A la mañana siguiente, el despertador suena cuando todavía estás soñando vagamente en la cama. Apaga el teléfono y dite a ti mismo: Túmbate en el ombligo un poco más y luego levántate.
Pero el resultado es que a las 8 de la mañana, acaba de amanecer.
La gente a veces es como un ventilador giratorio. Se mueve muy rápido y diligentemente, pero después de mirar hacia atrás, todavía lo ves en el mismo lugar. Lo notable es que cuando ocurre el bucle, a menudo no lo reconocemos de inmediato. Todavía creemos que estamos cambiando. Es solo que ese cambio es un poco como cambiar el color de la portada de un cuaderno, mientras que en el interior todavía hay páginas en blanco sin escribir.
El círculo vicioso de las personas no suele estar en la falta de esfuerzo. Por el contrario, somos muy diligentes en repetir lo que es familiar. El problema es que esa familiaridad a veces es la razón por la que las cosas se mantienen quietas.

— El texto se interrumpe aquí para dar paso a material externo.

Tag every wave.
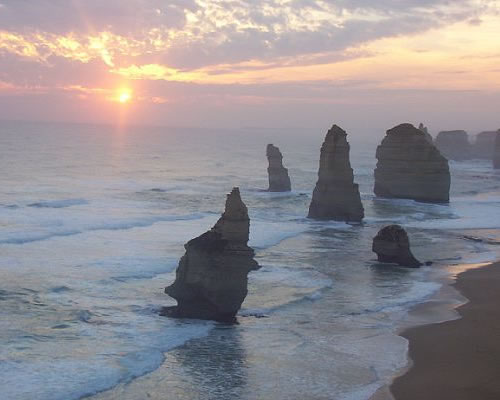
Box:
[0,213,208,245]
[28,199,90,208]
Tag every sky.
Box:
[0,0,500,134]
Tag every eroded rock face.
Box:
[418,123,434,143]
[434,131,472,161]
[163,188,260,321]
[308,125,364,222]
[493,129,500,169]
[266,144,292,192]
[472,131,497,160]
[374,124,450,203]
[372,225,422,268]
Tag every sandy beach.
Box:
[391,262,500,400]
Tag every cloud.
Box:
[0,0,496,70]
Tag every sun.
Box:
[118,90,132,104]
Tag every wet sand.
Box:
[390,263,500,400]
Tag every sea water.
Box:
[0,122,500,400]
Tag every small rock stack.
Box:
[308,125,364,222]
[372,225,422,268]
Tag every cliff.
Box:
[434,131,472,161]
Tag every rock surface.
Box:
[308,125,364,222]
[163,188,260,321]
[266,144,292,192]
[472,131,497,160]
[372,225,422,268]
[374,124,450,203]
[418,123,434,143]
[434,131,472,161]
[493,129,500,169]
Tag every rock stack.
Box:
[434,131,471,161]
[372,225,422,268]
[308,125,364,222]
[374,124,450,203]
[493,129,500,169]
[472,131,497,160]
[163,188,260,321]
[418,123,434,143]
[266,144,292,192]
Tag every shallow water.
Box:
[0,122,500,400]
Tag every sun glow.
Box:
[118,90,132,104]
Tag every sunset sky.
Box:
[0,0,500,133]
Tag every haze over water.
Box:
[0,0,500,400]
[0,122,500,400]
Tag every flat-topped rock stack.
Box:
[374,124,450,203]
[434,130,472,161]
[493,129,500,169]
[162,188,260,321]
[266,144,292,192]
[372,225,422,268]
[472,131,497,160]
[308,125,364,222]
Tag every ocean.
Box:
[0,122,500,400]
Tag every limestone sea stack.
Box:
[308,125,364,222]
[266,144,292,192]
[493,129,500,169]
[434,131,471,161]
[372,225,422,268]
[374,124,450,203]
[472,131,497,160]
[163,188,260,321]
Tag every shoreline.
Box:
[388,262,500,400]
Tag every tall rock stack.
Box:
[374,124,450,203]
[308,125,364,222]
[493,129,500,169]
[434,131,472,161]
[472,131,497,160]
[266,144,292,192]
[163,188,260,321]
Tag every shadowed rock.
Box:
[372,225,422,268]
[434,131,472,161]
[493,129,500,169]
[472,131,497,160]
[308,125,364,222]
[266,144,292,192]
[374,124,450,203]
[418,123,434,143]
[162,188,260,321]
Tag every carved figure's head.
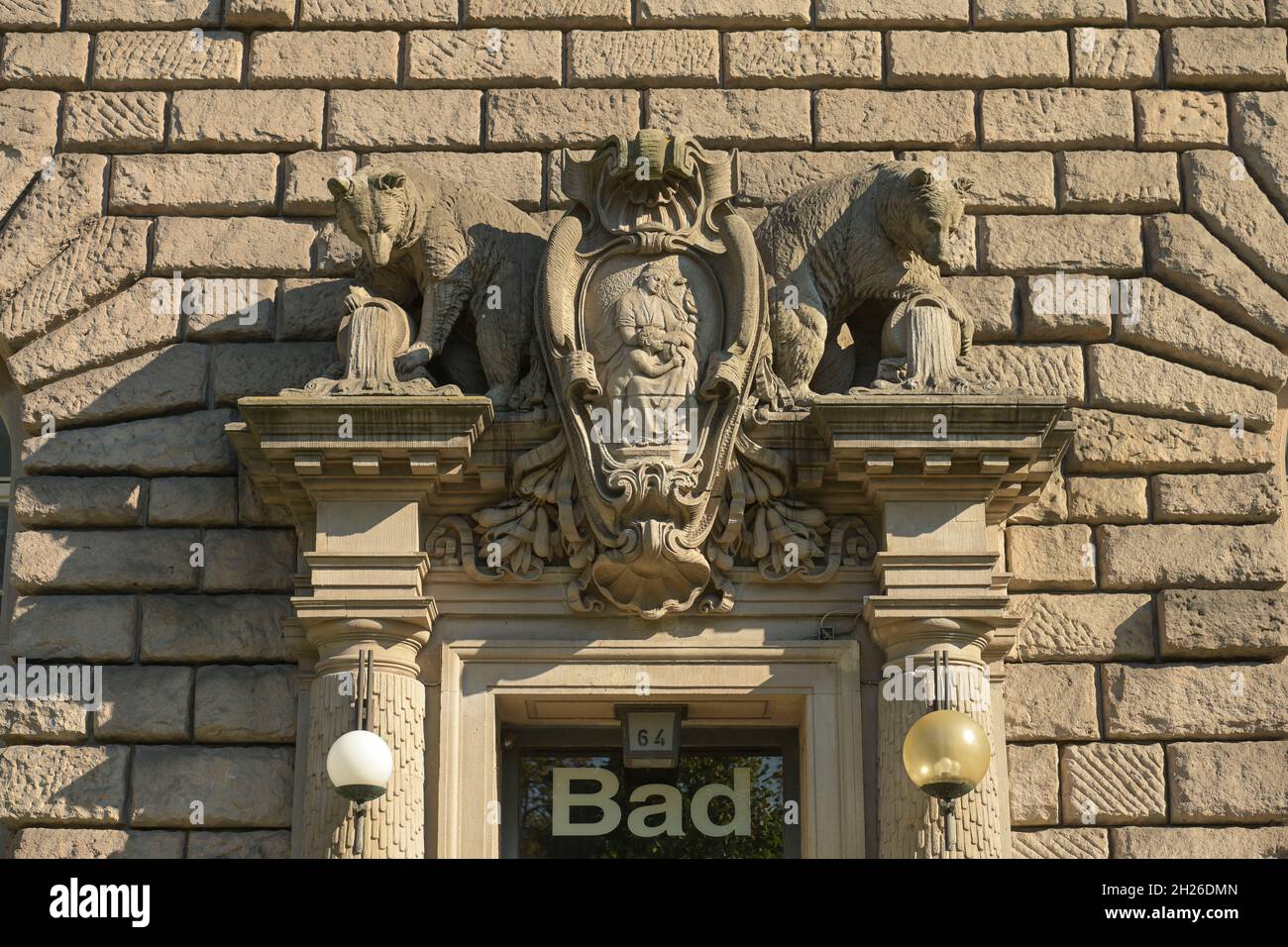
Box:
[326,167,411,266]
[883,166,974,266]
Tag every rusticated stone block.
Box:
[13,828,184,860]
[0,33,89,91]
[1073,27,1159,89]
[1006,469,1069,526]
[640,0,810,29]
[94,30,244,90]
[1060,743,1167,826]
[486,89,640,149]
[1013,594,1154,661]
[901,151,1055,212]
[1163,26,1288,89]
[170,89,326,151]
[0,152,107,297]
[1012,828,1109,858]
[407,30,559,89]
[139,595,291,663]
[130,746,295,828]
[648,89,812,150]
[1102,664,1288,740]
[1096,523,1288,588]
[1151,473,1283,523]
[188,831,291,858]
[67,0,219,30]
[815,89,975,149]
[154,217,317,275]
[572,30,720,89]
[9,595,138,663]
[202,530,295,591]
[1133,89,1227,151]
[326,89,483,151]
[889,30,1069,89]
[1006,664,1100,742]
[250,30,399,89]
[1020,271,1113,342]
[1143,214,1288,344]
[975,0,1127,27]
[818,0,970,29]
[463,0,631,29]
[22,411,236,476]
[94,668,192,743]
[214,342,339,404]
[368,151,553,208]
[979,214,1145,273]
[282,279,353,342]
[724,30,881,89]
[0,699,89,745]
[1006,524,1096,591]
[63,91,164,152]
[0,746,130,826]
[1181,151,1288,301]
[224,0,296,30]
[108,155,277,215]
[1118,278,1288,390]
[1006,743,1060,826]
[1167,740,1288,823]
[10,476,143,526]
[0,0,63,30]
[149,476,237,526]
[182,275,277,342]
[1068,410,1274,474]
[282,151,358,217]
[194,665,297,743]
[0,217,149,351]
[1069,476,1149,524]
[980,89,1136,151]
[1231,91,1288,207]
[969,346,1085,404]
[1087,346,1276,430]
[1132,0,1266,26]
[1111,826,1288,860]
[22,343,207,433]
[1063,151,1181,213]
[300,0,456,27]
[944,275,1020,342]
[1158,588,1288,659]
[313,220,362,275]
[10,530,200,592]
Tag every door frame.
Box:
[426,635,864,858]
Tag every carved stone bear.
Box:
[327,166,546,410]
[756,161,973,404]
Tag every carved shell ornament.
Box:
[429,129,876,618]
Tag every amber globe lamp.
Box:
[903,710,993,802]
[903,652,993,857]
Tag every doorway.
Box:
[501,727,803,858]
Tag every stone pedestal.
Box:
[228,395,492,858]
[814,393,1073,858]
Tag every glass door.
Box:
[501,727,802,858]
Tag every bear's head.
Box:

Como una persona que siempre se queja de que no tiene tiempo para leer libros, pero cada noche todavía dedica una hora a navegar por su teléfono. Todos los días están decididos a "hoy es diferente". Y luego, por la noche, el teléfono vuelve a estar en sus manos y todo vuelve a ser como antes, sin entender por qué. Todo sucede exactamente como ayer. Este ciclo es simplemente el resultado de la conveniencia. A la gente le gusta lo que es familiar, lo primero. Al cerebro también le gusta ahorrar energía, por lo que a menudo sugiere: ¡Vamos, hagámoslo como siempre! Y así esa "oportunidad" se prolonga durante mucho tiempo más.
A veces solo se necesita un pequeño cambio. Acostarse temprano de verdad en lugar de hablar de acostarse temprano. Apagar el teléfono antes de leer. La verdad es que los nuevos resultados rara vez provienen del camino viejo. A menudo aparece cuando nos atrevemos a desviarnos un poco, a veces muy poco, pero suficiente para que cambie el paisaje. Como un ventilador, solo presionando el botón "inverso", el viento de repente sopla en otra dirección. Y si se deja así, seguirá girando muy diligentemente y como antes.
¡Lo más aterrador es no aburrirse de uno mismo cuando ves que todo está estancado!